例えば、新幹線に乗って、出張であれ自前であれ、どこかに旅に出なければならない時、あるいは、通勤の電車で読むべき本を自宅に忘れてきてしまった時、「あ~、退屈しそうだから、本でも読もうかなぁ」と思う。そんなときに、東海林さだお氏以上の素晴らしい本を知らない。
まずこのように、時間つぶしの時間であるのであるからして、中身が七面倒くさいものでは困る。まして、古典や哲学書など読もうとも思わない。そして厚さという問題もある。もちろんミステリーもこのような時間つぶしには持って来いではあるが、長編を選ぶと厚さが問題になる。できれば、2時間半の移動時間内に読み終えたい。読み終えたら、到着駅で捨ててもいい。荷物になるのは嫌だ。すると最適なページ数は250~300ページ程度となるか。普通に僕が、リラックスして読むときのスピードで2時間から2時間半なら300ページまでだろう。
東海林さんの本は、ずばり!これらの条件に合っているのである。ページ数はいつも250-260ページ前後。長編ではなく短編すぎるくらいの短編がごちゃまんと詰め込まれて、内容は実にくだらなく、どうでもいいことを、どうしてここまで面白おかしくかけるのか、どうしてこうも真面目に考えられるのかと疑いたくなるような気持ちで、知らず知らずに笑っている自分がいる。腹を抱えて爆笑するのではなく、ビール片手に「グフッ!」って感じでちょっと噴出したビールを口元でぬぐうような感じ。その軽量感が素晴らしい。
別に電車の旅をしなくても、僕は東海林さんの新作が出ると、一目散に買ってしまう。そして、電車に乗らないときには、自宅のお風呂の中で読んでしまう。
今回は、東海林さんが西荻窪でいつもいい匂いを発している立ち食い蕎麦「富士そば」に心を引かれ、外から看板メニューを見ながら「このメニュー、全種類食べて制覇したら、一大記録になるだろうな!」と思い込むことから始まる。
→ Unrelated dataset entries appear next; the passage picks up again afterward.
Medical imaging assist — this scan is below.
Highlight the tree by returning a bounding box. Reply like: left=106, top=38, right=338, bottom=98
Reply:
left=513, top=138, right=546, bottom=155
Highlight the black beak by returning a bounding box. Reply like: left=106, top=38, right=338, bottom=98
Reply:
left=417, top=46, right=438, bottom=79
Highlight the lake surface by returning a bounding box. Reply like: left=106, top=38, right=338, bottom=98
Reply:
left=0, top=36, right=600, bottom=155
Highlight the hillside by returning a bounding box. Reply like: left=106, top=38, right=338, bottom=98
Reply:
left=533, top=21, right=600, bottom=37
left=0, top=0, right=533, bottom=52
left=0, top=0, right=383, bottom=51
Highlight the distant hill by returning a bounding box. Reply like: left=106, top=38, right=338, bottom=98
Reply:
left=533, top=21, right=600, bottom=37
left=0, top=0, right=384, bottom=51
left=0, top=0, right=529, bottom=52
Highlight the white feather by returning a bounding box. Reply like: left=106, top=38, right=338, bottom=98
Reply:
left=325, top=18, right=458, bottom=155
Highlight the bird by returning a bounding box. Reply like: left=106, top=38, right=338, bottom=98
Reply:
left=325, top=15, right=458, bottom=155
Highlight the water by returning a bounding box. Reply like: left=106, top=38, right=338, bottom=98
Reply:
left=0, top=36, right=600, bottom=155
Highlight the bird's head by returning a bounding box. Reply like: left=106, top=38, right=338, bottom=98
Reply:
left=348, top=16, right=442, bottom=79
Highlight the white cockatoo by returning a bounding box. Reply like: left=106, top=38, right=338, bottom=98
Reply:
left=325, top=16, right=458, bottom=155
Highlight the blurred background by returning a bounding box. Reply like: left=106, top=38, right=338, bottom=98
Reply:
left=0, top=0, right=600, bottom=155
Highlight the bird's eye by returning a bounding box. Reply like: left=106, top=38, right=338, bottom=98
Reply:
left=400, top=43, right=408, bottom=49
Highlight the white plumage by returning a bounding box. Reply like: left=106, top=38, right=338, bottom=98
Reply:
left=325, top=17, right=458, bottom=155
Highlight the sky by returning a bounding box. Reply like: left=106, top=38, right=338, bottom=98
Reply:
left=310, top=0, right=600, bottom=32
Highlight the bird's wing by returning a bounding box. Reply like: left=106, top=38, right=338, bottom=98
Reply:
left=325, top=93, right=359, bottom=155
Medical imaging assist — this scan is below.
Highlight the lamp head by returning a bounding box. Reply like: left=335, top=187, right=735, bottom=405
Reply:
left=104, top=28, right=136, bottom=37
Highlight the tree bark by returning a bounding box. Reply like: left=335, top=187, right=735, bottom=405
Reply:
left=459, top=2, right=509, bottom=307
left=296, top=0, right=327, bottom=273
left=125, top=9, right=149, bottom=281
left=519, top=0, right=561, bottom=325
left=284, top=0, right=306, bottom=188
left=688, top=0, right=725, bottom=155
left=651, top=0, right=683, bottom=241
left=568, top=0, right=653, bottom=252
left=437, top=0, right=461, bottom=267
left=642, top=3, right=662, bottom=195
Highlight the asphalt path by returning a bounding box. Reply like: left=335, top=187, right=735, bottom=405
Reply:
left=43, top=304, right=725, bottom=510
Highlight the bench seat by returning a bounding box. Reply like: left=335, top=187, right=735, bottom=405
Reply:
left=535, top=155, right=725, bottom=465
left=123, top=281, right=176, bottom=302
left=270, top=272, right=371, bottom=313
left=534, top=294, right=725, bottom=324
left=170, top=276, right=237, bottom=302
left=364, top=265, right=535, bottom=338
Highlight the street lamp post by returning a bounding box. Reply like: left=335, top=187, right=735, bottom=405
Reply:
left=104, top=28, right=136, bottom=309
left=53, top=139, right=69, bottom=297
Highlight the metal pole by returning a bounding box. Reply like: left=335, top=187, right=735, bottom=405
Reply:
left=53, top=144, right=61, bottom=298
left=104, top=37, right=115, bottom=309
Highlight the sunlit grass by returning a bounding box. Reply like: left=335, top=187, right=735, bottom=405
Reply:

そして、1日1蕎麦と心に決めて、毎日「富士そば」に通っては、メニューを順番にこなしていくのだ。通っても通っても、立ち食い蕎麦屋では、常連にもなれないし、親しみのある言葉をかけてもらえるわけでもない。ただただ淡々と、注文された蕎麦を客にだすだけだ。そこにまた美学を見出す東海林さん。
なんとくだらない!馬鹿じゃないか!
なんで立ち食い蕎麦のメニューを全部食べようなんて思いつくかな!よっぽど暇なんだろうなぁと思うと同時に、その発想と筆力で、知らず知らずに読まされているし、読み終わった後は、「よ~し、俺も挑戦しよう。俺は富士そばではなく、「小諸そば」で勝負しやる!」と決意させられてしまうようなパワーがある。
また、北陸の駅弁を2日で24個食べるというツアーに、編集者と駅弁研究家女史を引き連れて旅にでるというのもある。これなぞ、ご丁寧に駅弁の写真が一枚ずつ掲載されており、実にイメージがわくようになっている。温泉旅館に泊まってみたり、通勤客が通るホームのベンチで食べたりしながら、秋田、岩手を回る旅である。
こういうの読むと、作家はいいなと思う。取材と称して、このような小旅行に駅弁食べ放題までついて、ちょろりと駄文(失礼、エッセーか)を書けばお金がもらえるのであるからな。
ニンニク注射の話では、僕も注射を打ちたくなってしまったし、まったく影響力の大きな作家さんである。